7. Integrated Circuits (ICs)
Integrated Circuits combine multiple logic gates on a chip.
IC Classifications:
- SSI (Small Scale Integration) – Few gates (AND, OR, XOR)
- MSI (Medium Scale Integration) – Adders, Decoders, Multiplexers
- LSI (Large Scale Integration) – Processors, Memory Chips
- VLSI (Very Large Scale Integration) – Microprocessors, FPGAs
VLSI circuits power modern CPUs, GPUs, and embedded systems.
8. Decoders
A decoder converts binary inputs into a single active output.
Example: 2-to-4 Decoder
| A | B | Output |
|---|---|---|
| 0 | 0 | 0001 |
| 0 | 1 | 0010 |
| 1 | 0 | 0100 |
| 1 | 1 | 1000 |
- Used in memory address decoding.
9. Multiplexers
A multiplexer (MUX) selects one input from many based on control lines.
Example: 4-to-1 MUX
Y = A S0’ S1’ + B S0 S1’ + C S0’ S1 + D S0 S1
- Used in data routing and CPU registers.
10. Registers and Counters
A register is a group of flip-flops used for temporary storage of data in CPUs.
- Shift Registers: Shift data left or right (used in serial communication).
- Parallel Registers: Store multiple bits at once.
A counter is a register that increments or decrements values based on clock pulses.
Types of Counters:
- Asynchronous Counter – Ripple effect (slower)
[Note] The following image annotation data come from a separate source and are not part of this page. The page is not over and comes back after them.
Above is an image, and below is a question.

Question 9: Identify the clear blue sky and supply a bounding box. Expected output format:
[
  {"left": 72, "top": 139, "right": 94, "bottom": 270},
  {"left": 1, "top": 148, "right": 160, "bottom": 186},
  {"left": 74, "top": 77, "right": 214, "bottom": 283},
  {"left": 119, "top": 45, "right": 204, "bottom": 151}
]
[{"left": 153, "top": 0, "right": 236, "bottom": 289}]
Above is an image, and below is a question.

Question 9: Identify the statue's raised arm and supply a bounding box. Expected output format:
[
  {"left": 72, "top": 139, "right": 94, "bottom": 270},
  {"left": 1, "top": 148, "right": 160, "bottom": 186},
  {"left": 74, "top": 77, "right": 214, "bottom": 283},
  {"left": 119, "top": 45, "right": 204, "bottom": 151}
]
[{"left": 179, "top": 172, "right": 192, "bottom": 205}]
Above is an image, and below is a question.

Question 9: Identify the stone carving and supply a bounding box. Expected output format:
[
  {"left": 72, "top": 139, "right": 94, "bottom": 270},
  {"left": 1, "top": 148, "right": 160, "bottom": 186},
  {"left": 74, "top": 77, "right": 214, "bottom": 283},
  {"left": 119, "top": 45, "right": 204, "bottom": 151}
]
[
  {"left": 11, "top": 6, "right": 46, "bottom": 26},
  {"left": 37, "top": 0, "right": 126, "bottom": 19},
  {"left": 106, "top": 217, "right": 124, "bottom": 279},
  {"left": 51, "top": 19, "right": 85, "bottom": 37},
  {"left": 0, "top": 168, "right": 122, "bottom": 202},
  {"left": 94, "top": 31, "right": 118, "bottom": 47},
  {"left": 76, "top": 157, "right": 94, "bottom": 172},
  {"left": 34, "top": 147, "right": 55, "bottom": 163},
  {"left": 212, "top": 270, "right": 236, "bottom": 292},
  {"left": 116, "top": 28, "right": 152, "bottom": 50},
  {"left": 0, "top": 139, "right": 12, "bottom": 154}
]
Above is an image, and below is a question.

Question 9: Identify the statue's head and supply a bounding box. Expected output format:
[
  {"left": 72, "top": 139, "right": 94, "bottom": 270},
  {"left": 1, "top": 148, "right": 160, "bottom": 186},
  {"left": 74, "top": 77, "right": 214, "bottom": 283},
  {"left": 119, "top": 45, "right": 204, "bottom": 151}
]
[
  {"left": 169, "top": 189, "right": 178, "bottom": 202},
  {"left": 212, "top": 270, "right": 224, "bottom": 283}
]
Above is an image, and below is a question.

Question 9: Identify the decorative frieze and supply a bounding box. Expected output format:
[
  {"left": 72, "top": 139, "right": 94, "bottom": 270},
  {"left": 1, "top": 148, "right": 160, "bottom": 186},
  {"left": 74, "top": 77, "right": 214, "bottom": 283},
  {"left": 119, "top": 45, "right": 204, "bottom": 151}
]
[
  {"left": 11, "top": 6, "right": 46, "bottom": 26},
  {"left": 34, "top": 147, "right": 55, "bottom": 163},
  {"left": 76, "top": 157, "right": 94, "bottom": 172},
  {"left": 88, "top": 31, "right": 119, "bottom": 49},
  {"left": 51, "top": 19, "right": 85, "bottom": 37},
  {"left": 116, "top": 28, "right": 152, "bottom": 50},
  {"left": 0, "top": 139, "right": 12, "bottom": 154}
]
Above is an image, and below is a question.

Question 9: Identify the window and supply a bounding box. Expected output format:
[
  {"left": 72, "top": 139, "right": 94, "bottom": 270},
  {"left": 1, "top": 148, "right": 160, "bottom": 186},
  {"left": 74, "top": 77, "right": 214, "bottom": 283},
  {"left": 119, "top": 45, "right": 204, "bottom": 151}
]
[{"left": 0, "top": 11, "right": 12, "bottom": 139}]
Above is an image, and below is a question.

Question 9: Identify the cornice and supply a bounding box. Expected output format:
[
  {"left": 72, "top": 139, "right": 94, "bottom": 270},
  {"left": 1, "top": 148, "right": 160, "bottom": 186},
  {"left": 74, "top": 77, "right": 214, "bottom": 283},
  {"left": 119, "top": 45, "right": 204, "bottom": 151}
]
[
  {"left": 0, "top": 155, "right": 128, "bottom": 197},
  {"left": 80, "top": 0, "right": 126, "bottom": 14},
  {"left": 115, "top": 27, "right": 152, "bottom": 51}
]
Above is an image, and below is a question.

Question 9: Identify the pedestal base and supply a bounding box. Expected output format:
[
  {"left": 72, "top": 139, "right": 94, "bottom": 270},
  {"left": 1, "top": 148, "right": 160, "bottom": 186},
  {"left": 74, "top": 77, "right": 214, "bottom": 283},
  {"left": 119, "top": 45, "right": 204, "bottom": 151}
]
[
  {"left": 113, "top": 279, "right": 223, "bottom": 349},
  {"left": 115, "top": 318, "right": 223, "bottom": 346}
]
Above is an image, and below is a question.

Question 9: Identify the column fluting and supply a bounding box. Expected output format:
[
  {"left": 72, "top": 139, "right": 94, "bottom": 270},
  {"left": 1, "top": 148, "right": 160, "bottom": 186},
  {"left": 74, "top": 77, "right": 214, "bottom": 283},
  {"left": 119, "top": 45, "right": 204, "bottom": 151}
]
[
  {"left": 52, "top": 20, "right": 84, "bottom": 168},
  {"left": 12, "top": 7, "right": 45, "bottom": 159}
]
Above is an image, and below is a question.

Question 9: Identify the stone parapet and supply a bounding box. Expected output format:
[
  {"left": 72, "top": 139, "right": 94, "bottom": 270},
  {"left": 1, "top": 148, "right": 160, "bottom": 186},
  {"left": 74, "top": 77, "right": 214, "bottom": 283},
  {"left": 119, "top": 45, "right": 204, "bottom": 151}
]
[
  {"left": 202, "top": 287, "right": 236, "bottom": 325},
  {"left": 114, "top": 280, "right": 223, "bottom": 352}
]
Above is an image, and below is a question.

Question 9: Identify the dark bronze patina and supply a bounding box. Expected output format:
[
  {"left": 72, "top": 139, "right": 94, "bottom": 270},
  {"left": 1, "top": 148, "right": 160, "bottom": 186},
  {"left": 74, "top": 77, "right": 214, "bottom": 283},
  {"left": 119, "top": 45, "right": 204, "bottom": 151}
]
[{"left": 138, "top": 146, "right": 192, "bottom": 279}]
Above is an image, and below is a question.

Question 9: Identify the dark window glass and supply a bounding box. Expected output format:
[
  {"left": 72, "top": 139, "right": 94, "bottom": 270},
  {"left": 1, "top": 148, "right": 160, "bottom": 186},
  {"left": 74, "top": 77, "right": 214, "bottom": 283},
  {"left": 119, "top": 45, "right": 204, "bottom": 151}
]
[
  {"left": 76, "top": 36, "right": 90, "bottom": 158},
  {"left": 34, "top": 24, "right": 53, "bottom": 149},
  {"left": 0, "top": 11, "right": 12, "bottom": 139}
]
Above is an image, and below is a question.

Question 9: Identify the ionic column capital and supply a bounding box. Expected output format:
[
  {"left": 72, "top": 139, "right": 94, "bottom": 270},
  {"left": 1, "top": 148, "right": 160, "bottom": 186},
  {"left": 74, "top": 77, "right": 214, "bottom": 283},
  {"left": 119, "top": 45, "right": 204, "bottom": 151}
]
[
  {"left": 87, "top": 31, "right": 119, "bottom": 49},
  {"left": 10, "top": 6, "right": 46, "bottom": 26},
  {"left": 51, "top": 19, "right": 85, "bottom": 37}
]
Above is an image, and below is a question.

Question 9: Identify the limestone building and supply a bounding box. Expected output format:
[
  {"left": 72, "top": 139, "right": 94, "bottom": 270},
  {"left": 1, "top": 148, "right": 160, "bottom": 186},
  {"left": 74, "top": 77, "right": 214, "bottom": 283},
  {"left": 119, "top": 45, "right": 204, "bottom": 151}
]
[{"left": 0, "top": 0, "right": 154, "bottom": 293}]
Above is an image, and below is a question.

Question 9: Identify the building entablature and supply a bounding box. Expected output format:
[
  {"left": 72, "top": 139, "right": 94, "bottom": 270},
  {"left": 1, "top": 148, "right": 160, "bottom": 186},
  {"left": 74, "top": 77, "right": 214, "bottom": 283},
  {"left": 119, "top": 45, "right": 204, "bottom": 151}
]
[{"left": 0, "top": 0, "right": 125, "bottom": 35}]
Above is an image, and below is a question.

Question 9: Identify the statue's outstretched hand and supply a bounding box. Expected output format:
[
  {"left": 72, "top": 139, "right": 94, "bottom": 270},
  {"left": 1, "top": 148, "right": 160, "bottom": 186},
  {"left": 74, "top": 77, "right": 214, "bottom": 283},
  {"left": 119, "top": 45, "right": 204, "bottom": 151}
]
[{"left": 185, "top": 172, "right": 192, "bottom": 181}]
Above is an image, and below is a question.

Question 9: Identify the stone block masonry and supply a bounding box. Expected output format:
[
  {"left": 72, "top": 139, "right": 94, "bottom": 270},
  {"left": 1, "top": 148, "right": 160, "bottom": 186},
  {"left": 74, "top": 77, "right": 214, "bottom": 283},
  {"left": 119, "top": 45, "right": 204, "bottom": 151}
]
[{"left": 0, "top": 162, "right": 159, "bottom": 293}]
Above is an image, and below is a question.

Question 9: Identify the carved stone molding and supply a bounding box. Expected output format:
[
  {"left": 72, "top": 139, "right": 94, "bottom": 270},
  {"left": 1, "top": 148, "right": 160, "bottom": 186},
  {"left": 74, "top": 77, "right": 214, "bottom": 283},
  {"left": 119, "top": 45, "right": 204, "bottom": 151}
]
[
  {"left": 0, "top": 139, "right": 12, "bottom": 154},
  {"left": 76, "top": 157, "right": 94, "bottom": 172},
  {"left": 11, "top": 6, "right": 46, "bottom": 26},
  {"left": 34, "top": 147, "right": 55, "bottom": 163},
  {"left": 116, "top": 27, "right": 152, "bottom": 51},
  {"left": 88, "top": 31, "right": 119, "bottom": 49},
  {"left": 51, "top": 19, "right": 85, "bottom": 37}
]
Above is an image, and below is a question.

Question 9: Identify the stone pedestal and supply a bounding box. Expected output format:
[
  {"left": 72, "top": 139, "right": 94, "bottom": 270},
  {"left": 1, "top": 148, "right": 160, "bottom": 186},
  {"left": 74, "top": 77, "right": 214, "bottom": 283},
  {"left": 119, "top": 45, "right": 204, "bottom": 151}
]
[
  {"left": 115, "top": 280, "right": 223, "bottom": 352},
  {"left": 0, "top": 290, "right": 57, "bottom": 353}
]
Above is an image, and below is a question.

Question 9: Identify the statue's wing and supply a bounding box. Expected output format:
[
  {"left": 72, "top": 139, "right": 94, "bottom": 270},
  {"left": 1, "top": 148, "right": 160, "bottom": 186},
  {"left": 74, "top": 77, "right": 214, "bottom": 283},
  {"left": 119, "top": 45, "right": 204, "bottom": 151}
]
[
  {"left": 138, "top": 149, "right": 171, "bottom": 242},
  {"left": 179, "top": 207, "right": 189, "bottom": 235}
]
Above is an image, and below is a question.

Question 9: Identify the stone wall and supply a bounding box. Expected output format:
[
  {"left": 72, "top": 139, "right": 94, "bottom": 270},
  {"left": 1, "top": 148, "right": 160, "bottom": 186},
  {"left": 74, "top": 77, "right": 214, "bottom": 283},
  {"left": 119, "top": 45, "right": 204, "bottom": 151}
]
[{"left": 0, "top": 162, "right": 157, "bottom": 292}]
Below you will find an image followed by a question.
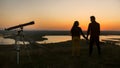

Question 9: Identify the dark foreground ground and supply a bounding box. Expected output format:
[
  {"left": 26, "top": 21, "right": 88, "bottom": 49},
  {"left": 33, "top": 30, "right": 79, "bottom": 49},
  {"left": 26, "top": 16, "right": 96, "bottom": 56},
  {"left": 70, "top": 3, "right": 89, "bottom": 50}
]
[{"left": 0, "top": 40, "right": 120, "bottom": 68}]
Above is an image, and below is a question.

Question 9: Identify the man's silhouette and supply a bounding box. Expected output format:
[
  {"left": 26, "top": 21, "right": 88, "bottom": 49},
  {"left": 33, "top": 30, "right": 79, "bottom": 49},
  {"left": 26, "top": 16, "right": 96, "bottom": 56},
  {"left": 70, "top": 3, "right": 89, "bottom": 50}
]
[{"left": 87, "top": 16, "right": 101, "bottom": 56}]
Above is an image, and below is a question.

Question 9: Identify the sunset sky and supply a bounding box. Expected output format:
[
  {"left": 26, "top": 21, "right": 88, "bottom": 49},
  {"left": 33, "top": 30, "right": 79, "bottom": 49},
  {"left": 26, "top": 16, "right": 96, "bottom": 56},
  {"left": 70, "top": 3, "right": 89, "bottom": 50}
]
[{"left": 0, "top": 0, "right": 120, "bottom": 31}]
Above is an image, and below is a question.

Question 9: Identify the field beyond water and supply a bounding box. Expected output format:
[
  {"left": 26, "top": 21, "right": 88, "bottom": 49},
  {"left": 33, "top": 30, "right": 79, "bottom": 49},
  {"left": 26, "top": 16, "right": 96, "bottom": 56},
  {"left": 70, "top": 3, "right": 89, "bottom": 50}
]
[{"left": 0, "top": 40, "right": 120, "bottom": 68}]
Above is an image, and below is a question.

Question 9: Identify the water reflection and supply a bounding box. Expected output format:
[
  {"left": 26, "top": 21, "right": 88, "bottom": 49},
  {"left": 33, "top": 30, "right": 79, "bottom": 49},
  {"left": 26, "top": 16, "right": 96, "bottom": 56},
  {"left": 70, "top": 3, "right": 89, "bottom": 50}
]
[{"left": 0, "top": 35, "right": 120, "bottom": 45}]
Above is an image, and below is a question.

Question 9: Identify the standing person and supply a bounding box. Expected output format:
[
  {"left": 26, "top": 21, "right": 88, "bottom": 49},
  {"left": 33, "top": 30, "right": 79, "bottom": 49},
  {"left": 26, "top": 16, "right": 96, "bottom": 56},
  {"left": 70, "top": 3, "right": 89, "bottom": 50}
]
[
  {"left": 87, "top": 16, "right": 101, "bottom": 56},
  {"left": 71, "top": 21, "right": 85, "bottom": 56}
]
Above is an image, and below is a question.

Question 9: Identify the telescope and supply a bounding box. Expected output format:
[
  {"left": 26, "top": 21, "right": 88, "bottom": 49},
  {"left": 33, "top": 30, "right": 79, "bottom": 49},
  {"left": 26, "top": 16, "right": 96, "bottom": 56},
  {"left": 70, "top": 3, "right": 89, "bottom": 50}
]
[{"left": 5, "top": 21, "right": 34, "bottom": 30}]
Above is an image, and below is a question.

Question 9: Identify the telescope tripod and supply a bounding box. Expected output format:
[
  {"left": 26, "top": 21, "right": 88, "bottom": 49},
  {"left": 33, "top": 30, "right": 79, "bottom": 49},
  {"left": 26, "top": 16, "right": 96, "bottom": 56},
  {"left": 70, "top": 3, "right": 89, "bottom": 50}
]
[{"left": 15, "top": 27, "right": 31, "bottom": 64}]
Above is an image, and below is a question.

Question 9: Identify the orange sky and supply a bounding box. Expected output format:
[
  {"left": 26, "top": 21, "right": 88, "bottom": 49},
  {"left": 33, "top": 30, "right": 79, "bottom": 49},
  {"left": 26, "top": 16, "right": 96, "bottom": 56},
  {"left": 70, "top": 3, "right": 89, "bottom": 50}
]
[{"left": 0, "top": 0, "right": 120, "bottom": 31}]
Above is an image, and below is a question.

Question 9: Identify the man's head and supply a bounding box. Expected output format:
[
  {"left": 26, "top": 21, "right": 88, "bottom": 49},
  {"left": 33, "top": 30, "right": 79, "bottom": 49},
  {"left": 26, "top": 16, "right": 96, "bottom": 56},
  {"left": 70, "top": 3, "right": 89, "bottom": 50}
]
[{"left": 90, "top": 16, "right": 95, "bottom": 22}]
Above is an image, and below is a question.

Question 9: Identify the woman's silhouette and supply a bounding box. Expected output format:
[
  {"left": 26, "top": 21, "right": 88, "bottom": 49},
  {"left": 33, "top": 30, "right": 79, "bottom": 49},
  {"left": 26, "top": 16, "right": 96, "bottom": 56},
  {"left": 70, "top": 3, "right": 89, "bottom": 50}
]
[{"left": 71, "top": 21, "right": 86, "bottom": 56}]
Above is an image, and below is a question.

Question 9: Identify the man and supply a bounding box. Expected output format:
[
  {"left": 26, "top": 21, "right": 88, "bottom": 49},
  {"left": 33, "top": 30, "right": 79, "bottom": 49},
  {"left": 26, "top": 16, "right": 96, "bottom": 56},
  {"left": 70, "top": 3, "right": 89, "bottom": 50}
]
[{"left": 87, "top": 16, "right": 101, "bottom": 56}]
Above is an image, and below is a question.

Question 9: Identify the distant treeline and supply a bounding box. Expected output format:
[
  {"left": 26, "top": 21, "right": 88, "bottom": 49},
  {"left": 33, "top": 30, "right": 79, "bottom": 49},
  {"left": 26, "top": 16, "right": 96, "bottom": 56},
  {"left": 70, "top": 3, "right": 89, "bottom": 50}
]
[{"left": 0, "top": 30, "right": 120, "bottom": 36}]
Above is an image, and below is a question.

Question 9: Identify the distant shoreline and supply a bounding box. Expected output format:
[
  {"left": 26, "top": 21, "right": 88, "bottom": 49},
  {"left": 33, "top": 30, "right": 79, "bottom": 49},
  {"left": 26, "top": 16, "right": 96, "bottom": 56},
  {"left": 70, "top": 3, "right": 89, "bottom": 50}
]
[{"left": 0, "top": 30, "right": 120, "bottom": 36}]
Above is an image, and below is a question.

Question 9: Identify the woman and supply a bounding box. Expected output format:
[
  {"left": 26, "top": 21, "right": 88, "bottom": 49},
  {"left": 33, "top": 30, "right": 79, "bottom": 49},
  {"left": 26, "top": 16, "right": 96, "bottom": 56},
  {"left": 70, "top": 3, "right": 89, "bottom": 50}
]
[{"left": 71, "top": 21, "right": 86, "bottom": 56}]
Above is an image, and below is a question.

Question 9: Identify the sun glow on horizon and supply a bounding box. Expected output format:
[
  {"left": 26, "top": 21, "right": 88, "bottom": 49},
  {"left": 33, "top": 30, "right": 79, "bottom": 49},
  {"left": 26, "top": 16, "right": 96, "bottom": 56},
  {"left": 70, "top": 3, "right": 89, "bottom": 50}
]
[{"left": 0, "top": 0, "right": 120, "bottom": 31}]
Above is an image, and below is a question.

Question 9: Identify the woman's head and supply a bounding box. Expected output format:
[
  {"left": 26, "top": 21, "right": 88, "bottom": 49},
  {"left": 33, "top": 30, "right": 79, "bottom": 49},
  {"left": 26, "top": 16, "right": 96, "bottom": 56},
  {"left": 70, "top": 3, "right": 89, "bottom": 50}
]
[{"left": 73, "top": 21, "right": 79, "bottom": 26}]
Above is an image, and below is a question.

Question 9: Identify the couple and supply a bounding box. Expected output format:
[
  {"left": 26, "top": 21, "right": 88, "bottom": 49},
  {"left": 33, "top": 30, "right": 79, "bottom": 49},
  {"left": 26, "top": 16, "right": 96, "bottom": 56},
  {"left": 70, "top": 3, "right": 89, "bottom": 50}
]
[{"left": 71, "top": 16, "right": 101, "bottom": 56}]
- Synchronous Counter – All flip-flops triggered at the same time (faster)
- Up/Down Counter – Counts up or down based on control input
- Ring Counter – Circular shift of bits
11. Memory Unit
A memory unit stores and retrieves data in a digital system.
Types of Memory:
- Primary Memory (RAM, ROM) – Fast, volatile (RAM), non-volatile (ROM)
- Cache Memory – Small, fast memory between CPU and RAM
- Secondary Memory (HDD, SSD) – Stores permanent data
- Registers – High-speed temporary storage in CPU
Memory is organized as word addressable or byte addressable.